Brazil’s Grand Illusion
Lola Rosa, a domestic worker in Rio de Janeiro, recently quit her job of 13 years because she thought her wages were too low. “I’m tired of working in other people’s homes,” she said. “If they don’t pay me a decent sum it isn’t worth it to me.” Her employer, Adriana Saggese, an architect, had a different story. “She took more days off than days on, her travel costs were too high, and she asked for a raise almost every month,” she told the Observer on Feb. 7. “By the end of the year I couldn’t afford it anymore.”
This scene is a typical result of decreasing income inequality in Brazil. Despite the widespread belief that Brazil is one of the biggest economic success stories in recent years, inequality in Brazil is still rampant.
Today the percentage of Brazilians living below the poverty line has fallen below 24 percent. A new middle class now makes up 52 percent of the popula- tion, Márcio Pochmann, president of the Institute of Applied Economic Research, told the Observer in a phone interview on Feb. 6.

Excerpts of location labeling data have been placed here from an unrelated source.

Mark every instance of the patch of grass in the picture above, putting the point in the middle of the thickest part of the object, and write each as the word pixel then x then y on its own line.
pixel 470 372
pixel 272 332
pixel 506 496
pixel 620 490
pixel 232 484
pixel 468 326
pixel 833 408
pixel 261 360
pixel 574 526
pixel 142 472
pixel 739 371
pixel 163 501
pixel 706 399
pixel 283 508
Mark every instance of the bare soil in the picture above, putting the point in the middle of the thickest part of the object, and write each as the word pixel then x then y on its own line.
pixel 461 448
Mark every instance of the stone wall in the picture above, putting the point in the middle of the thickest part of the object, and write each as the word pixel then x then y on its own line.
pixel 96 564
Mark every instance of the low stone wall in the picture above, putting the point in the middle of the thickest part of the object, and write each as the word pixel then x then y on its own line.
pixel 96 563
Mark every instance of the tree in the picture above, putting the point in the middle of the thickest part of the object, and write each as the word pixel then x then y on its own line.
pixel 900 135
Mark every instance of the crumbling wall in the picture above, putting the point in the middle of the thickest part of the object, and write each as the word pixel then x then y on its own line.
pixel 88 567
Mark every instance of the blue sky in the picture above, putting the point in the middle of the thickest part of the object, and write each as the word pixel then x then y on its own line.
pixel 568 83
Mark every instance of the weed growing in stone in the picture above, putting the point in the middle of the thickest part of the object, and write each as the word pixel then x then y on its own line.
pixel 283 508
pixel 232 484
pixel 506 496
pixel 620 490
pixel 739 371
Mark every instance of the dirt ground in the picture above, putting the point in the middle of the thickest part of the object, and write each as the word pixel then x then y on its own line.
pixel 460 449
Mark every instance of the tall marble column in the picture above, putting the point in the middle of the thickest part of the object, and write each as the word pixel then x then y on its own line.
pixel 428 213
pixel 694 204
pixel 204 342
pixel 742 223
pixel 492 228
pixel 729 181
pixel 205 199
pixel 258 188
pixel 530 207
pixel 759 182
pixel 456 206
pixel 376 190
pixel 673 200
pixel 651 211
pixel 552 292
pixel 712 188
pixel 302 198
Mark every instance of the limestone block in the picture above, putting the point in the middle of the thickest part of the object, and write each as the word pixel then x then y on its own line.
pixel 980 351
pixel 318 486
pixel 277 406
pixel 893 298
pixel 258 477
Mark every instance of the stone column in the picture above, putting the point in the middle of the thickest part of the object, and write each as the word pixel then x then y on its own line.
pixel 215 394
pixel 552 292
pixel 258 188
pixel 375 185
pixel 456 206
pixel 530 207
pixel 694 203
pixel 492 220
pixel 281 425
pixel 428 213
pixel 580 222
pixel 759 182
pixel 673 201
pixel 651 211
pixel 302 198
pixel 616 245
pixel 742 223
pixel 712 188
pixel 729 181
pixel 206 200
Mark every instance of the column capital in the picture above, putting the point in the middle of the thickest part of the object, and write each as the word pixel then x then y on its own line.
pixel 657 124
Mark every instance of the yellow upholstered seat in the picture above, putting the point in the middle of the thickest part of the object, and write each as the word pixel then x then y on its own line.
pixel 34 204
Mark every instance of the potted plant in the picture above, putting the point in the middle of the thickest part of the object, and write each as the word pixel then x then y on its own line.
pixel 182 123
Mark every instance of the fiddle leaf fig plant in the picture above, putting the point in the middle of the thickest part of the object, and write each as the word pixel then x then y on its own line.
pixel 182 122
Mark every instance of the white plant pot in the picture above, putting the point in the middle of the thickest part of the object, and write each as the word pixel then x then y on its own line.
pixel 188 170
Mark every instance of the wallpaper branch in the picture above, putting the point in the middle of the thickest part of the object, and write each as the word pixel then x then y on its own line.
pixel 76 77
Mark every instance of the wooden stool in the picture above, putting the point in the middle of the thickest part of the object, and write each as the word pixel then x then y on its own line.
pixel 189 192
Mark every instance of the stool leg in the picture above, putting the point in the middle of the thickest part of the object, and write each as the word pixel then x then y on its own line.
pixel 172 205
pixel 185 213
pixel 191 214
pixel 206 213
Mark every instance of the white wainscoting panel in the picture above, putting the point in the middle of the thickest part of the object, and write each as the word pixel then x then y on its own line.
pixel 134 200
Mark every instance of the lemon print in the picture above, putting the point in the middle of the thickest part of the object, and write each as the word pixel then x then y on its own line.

For Brazilians like Saggese, the costs of employing domestic workers like Rosa outweigh the benefits. Reliance on domestic workers may be coming to an end. For many domestic workers, working in other people’s homes just isn’t cutting it anymore.
Live-in domestic workers and other minimum wage earners have historically made up 35 percent of the Brazilian population. Most upper- and middle- class households have at least one live-in maid responsible for cooking, cleaning, and childcare. Brazilian maids often stay with one family for their entire working lives. Those who don’t live with families usually live in shanty-towns called favelas.
Lola’s 21 year old daughter, Jessica said that she would never dream of being a live-in domestic worker, though she admitted that she had been trained to work in the industry since she was a child. “I used to go with my mom to Adriana’s house because I couldn’t stay at home alone,” Jessica said. “So from a young age I was cleaning with my mom, cooking with my mom, changing diapers with my mom. It got to the point that when my mom took days off, I would work instead.”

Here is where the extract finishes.